Here the footman whose feelings had been hurt on the former
occasion, appeared, and crossing to Rokesmith apologetically
announced the objectionable Sloppy.

The four members of Council looked at one another, and paused.
'Shall he be brought here, ma'am?' asked Rokesmith.

'Yes,' said Mrs Boffin. Whereupon the footman disappeared,
reappeared presenting Sloppy, and retired much disgusted.

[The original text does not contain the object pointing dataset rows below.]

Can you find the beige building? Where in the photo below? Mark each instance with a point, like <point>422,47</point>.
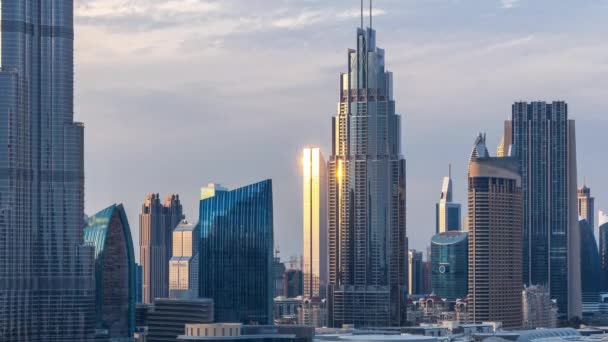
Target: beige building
<point>314,217</point>
<point>495,239</point>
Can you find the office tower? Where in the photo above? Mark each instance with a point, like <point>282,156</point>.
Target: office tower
<point>167,318</point>
<point>236,253</point>
<point>156,224</point>
<point>278,270</point>
<point>366,196</point>
<point>139,274</point>
<point>495,208</point>
<point>590,264</point>
<point>115,292</point>
<point>603,232</point>
<point>314,217</point>
<point>293,284</point>
<point>447,212</point>
<point>449,265</point>
<point>539,310</point>
<point>415,275</point>
<point>544,144</point>
<point>47,288</point>
<point>586,205</point>
<point>183,265</point>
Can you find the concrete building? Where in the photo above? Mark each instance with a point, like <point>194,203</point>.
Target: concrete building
<point>539,310</point>
<point>183,265</point>
<point>544,144</point>
<point>314,216</point>
<point>366,195</point>
<point>495,209</point>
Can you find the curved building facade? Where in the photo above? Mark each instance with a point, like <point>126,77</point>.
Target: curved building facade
<point>115,293</point>
<point>236,258</point>
<point>449,265</point>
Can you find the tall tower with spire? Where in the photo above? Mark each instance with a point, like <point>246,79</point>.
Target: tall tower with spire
<point>366,195</point>
<point>447,212</point>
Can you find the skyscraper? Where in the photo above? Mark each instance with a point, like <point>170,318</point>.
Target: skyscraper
<point>447,212</point>
<point>449,265</point>
<point>415,272</point>
<point>586,205</point>
<point>495,277</point>
<point>603,230</point>
<point>47,287</point>
<point>544,145</point>
<point>366,195</point>
<point>115,292</point>
<point>183,265</point>
<point>236,253</point>
<point>156,224</point>
<point>314,217</point>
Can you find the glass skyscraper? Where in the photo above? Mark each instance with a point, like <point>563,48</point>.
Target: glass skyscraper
<point>314,217</point>
<point>544,145</point>
<point>236,271</point>
<point>449,265</point>
<point>46,273</point>
<point>115,273</point>
<point>366,195</point>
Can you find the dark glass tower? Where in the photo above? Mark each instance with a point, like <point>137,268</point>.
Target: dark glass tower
<point>366,196</point>
<point>115,273</point>
<point>46,273</point>
<point>544,145</point>
<point>449,265</point>
<point>236,253</point>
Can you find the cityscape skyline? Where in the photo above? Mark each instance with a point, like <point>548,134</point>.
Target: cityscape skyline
<point>427,59</point>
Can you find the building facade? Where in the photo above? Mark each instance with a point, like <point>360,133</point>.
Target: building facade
<point>115,292</point>
<point>495,239</point>
<point>156,223</point>
<point>544,146</point>
<point>586,205</point>
<point>449,265</point>
<point>314,217</point>
<point>366,196</point>
<point>236,253</point>
<point>539,310</point>
<point>50,295</point>
<point>183,265</point>
<point>448,216</point>
<point>415,273</point>
<point>603,232</point>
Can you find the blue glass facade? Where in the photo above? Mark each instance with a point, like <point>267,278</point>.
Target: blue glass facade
<point>544,145</point>
<point>236,230</point>
<point>449,265</point>
<point>590,264</point>
<point>50,295</point>
<point>115,272</point>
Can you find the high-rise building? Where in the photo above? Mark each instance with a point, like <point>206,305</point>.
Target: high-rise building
<point>590,265</point>
<point>495,208</point>
<point>236,253</point>
<point>539,310</point>
<point>47,287</point>
<point>586,205</point>
<point>314,217</point>
<point>366,196</point>
<point>415,272</point>
<point>293,284</point>
<point>447,212</point>
<point>156,224</point>
<point>603,232</point>
<point>183,265</point>
<point>449,265</point>
<point>115,292</point>
<point>544,144</point>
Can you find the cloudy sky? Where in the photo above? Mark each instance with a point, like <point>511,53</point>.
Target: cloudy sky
<point>179,93</point>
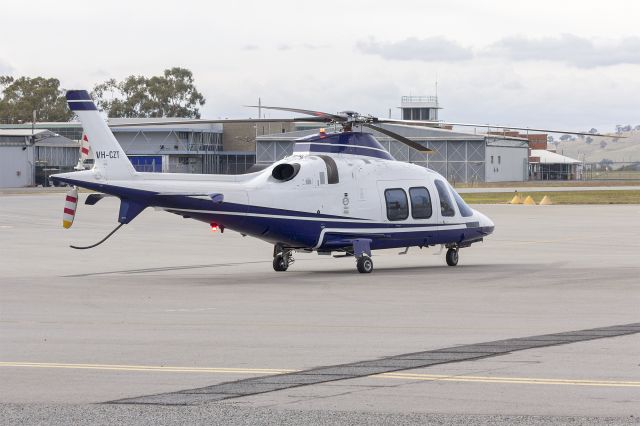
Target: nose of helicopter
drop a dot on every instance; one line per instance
(486, 224)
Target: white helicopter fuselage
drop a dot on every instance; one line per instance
(338, 192)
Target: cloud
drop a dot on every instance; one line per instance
(568, 48)
(5, 68)
(414, 49)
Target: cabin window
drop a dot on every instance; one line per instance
(446, 204)
(397, 204)
(420, 203)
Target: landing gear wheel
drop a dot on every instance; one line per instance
(280, 264)
(365, 265)
(452, 257)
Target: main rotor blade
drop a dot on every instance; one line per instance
(221, 121)
(490, 126)
(399, 138)
(334, 117)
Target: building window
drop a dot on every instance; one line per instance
(397, 204)
(420, 203)
(446, 205)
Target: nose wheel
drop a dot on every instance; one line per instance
(364, 264)
(452, 256)
(282, 258)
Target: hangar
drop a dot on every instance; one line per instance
(460, 157)
(192, 148)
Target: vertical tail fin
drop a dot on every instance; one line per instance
(110, 161)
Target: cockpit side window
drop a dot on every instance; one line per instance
(397, 205)
(420, 202)
(446, 204)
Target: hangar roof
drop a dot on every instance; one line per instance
(548, 157)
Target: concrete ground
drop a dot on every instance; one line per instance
(168, 305)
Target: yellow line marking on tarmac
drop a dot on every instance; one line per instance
(168, 369)
(510, 380)
(267, 371)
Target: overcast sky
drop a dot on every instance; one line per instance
(567, 64)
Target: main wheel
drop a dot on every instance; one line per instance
(280, 264)
(452, 257)
(365, 265)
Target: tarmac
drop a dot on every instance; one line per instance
(167, 307)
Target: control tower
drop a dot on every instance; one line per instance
(419, 108)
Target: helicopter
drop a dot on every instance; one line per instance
(340, 193)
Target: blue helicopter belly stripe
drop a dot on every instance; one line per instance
(346, 221)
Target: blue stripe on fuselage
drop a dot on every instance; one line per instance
(82, 106)
(77, 95)
(294, 228)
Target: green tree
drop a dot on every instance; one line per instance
(172, 94)
(20, 97)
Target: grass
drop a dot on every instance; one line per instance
(561, 197)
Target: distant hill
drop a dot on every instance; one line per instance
(627, 150)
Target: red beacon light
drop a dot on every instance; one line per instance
(215, 227)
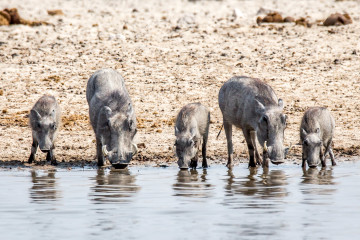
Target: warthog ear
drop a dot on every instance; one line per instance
(52, 114)
(107, 111)
(303, 132)
(259, 108)
(176, 131)
(281, 103)
(192, 132)
(131, 124)
(35, 114)
(130, 110)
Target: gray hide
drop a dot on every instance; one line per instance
(316, 131)
(252, 105)
(112, 117)
(191, 131)
(44, 122)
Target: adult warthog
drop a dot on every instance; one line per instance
(112, 117)
(252, 105)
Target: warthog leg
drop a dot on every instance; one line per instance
(99, 153)
(247, 135)
(51, 157)
(304, 160)
(329, 150)
(34, 147)
(322, 157)
(228, 132)
(254, 140)
(203, 151)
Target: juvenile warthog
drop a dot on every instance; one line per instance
(112, 117)
(44, 121)
(191, 130)
(252, 105)
(316, 130)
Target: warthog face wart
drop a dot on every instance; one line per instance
(186, 148)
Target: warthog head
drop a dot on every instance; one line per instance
(117, 130)
(44, 129)
(270, 131)
(186, 147)
(311, 147)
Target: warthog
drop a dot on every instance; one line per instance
(252, 105)
(191, 131)
(44, 121)
(112, 117)
(316, 130)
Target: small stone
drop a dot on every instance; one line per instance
(55, 12)
(289, 19)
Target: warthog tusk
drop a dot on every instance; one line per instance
(105, 151)
(135, 149)
(265, 146)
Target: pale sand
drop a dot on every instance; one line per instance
(165, 69)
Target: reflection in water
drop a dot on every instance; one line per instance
(117, 186)
(192, 184)
(255, 187)
(266, 185)
(315, 177)
(44, 187)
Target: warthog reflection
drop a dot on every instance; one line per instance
(315, 177)
(44, 187)
(115, 186)
(192, 184)
(270, 184)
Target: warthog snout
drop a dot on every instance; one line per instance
(275, 155)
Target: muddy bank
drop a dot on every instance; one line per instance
(171, 55)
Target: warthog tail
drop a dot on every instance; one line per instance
(219, 131)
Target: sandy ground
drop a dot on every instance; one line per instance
(172, 53)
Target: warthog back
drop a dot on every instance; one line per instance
(44, 121)
(316, 131)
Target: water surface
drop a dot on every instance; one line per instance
(166, 203)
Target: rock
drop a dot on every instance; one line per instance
(186, 20)
(273, 17)
(258, 20)
(303, 21)
(264, 11)
(15, 17)
(6, 15)
(3, 20)
(55, 12)
(337, 19)
(141, 145)
(289, 19)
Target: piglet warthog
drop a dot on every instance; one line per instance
(44, 121)
(316, 130)
(112, 117)
(252, 105)
(191, 131)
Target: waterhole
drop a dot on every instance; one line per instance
(283, 202)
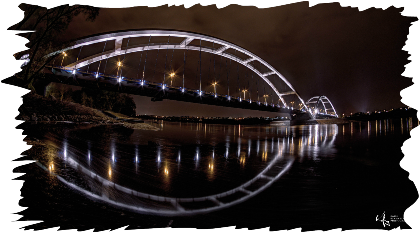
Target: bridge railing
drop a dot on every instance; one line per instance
(150, 83)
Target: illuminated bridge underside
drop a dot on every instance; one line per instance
(154, 90)
(119, 36)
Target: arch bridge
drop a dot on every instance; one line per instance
(186, 41)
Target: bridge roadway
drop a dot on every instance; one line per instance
(153, 90)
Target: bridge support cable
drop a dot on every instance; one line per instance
(97, 72)
(172, 74)
(75, 67)
(214, 71)
(154, 71)
(164, 69)
(200, 67)
(120, 78)
(183, 72)
(237, 80)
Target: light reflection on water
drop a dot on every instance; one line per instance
(193, 160)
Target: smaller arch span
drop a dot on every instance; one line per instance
(321, 105)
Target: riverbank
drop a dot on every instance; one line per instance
(42, 110)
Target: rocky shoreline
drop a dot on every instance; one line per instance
(41, 110)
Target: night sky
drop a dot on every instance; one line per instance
(353, 57)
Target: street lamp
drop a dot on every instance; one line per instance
(119, 64)
(214, 85)
(64, 55)
(172, 75)
(244, 92)
(265, 98)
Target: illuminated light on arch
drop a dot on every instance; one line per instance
(188, 38)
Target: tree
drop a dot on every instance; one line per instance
(41, 26)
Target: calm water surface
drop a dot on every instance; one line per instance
(332, 167)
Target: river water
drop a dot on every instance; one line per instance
(247, 176)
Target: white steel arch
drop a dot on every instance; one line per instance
(323, 100)
(189, 36)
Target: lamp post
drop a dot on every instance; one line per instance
(64, 55)
(172, 75)
(119, 64)
(265, 98)
(214, 85)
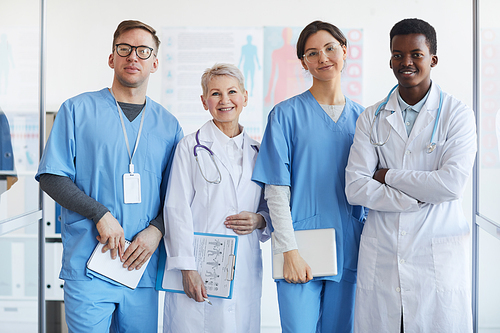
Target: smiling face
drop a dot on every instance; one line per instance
(325, 68)
(225, 101)
(131, 71)
(411, 62)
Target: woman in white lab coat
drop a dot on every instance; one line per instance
(216, 197)
(414, 249)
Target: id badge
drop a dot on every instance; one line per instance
(132, 188)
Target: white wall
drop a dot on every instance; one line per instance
(79, 36)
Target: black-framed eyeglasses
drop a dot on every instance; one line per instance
(143, 52)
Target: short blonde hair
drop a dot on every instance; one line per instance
(221, 69)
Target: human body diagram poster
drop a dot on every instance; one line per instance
(215, 257)
(267, 58)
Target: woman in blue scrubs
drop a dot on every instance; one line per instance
(301, 165)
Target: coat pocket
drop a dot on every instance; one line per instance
(367, 262)
(451, 263)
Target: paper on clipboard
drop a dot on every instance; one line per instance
(215, 257)
(317, 247)
(102, 263)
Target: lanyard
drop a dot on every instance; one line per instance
(130, 166)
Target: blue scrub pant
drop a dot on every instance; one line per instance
(318, 306)
(98, 306)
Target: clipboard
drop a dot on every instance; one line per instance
(101, 263)
(317, 247)
(215, 256)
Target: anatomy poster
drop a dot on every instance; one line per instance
(187, 52)
(284, 76)
(267, 58)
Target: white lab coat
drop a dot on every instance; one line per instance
(194, 205)
(414, 250)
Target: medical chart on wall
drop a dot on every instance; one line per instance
(187, 52)
(284, 76)
(490, 98)
(267, 58)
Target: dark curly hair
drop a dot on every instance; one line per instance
(416, 26)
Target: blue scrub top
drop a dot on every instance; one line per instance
(87, 145)
(305, 149)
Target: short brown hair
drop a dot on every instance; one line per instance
(131, 24)
(313, 28)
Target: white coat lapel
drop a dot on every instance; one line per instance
(249, 157)
(427, 115)
(220, 154)
(425, 118)
(396, 119)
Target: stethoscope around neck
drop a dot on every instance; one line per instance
(211, 153)
(430, 147)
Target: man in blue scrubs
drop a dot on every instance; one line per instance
(106, 162)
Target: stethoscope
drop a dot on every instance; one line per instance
(211, 153)
(430, 147)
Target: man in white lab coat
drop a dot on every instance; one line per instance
(411, 157)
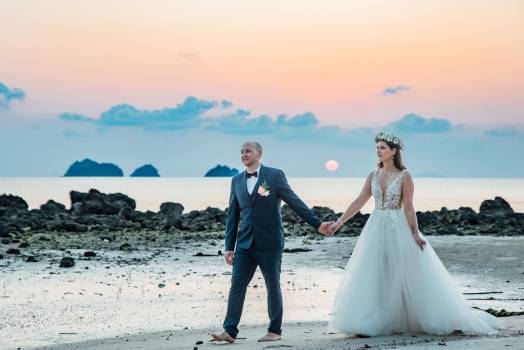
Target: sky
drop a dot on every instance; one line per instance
(181, 84)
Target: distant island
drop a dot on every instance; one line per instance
(88, 167)
(221, 170)
(145, 170)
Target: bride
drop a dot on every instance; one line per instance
(394, 281)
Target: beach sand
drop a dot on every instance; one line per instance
(309, 335)
(145, 299)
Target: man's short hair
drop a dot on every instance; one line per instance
(257, 145)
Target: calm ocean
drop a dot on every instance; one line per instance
(200, 192)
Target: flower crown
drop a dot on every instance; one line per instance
(390, 138)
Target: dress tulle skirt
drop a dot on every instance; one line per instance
(390, 285)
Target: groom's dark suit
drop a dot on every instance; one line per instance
(259, 240)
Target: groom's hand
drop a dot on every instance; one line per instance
(324, 228)
(229, 257)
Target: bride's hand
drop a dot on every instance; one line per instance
(420, 242)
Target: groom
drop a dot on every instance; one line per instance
(254, 205)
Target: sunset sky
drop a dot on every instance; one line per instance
(97, 73)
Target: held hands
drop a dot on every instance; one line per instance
(229, 257)
(327, 229)
(420, 242)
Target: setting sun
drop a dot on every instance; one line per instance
(331, 165)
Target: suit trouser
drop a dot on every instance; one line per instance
(245, 263)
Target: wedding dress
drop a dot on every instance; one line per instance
(390, 285)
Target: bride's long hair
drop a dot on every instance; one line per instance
(397, 157)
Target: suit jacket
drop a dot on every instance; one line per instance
(260, 216)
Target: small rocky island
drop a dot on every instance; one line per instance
(221, 171)
(146, 170)
(88, 167)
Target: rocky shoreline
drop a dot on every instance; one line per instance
(97, 220)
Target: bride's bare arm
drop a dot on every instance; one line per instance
(408, 188)
(356, 205)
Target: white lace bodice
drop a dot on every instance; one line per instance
(391, 198)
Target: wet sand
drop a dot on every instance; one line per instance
(122, 294)
(308, 335)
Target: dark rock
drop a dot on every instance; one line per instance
(202, 254)
(67, 262)
(52, 207)
(495, 207)
(126, 246)
(221, 171)
(171, 208)
(88, 167)
(146, 170)
(69, 227)
(12, 203)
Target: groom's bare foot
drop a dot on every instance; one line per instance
(270, 336)
(224, 336)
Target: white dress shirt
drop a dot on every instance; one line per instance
(252, 181)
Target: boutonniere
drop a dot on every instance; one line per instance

The consideration of Mrs Boffin had clothed Mr Sloppy in a suit
of black, on which the tailor had received personal directions from
Rokesmith to expend the utmost cunning of his art, with a view to
the concealment of the cohering and sustaining buttons. But, so
much more powerful were the frailties of Sloppy's form than the
strongest resources of tailoring science, that he now stood before
the Council, a perfect Argus in the way of buttons: shining and
winking and gleaming and twinkling out of a hundred of those
eyes of bright metal, at the dazzled spectators. The artistic taste
of some unknown hatter had furnished him with a hatband of
wholesale capacity which was fluted behind, from the crown of
his hat to the brim, and terminated in a black bunch, from which
the imagination shrunk discomfited and the reason revolted. Some
special powers with which his legs were endowed, had already
hitched up his glossy trousers at the ankles, and bagged them at
the knees; while similar gifts in his arms had raised his coat-
sleeves from his wrists and accumulated them at his elbows. Thus
set forth, with the additional embellishments of a very little tail to
his coat, and a yawning gulf at his waistband, Sloppy stood
confessed.

'And how is Betty, my good fellow?' Mrs Boffin asked him.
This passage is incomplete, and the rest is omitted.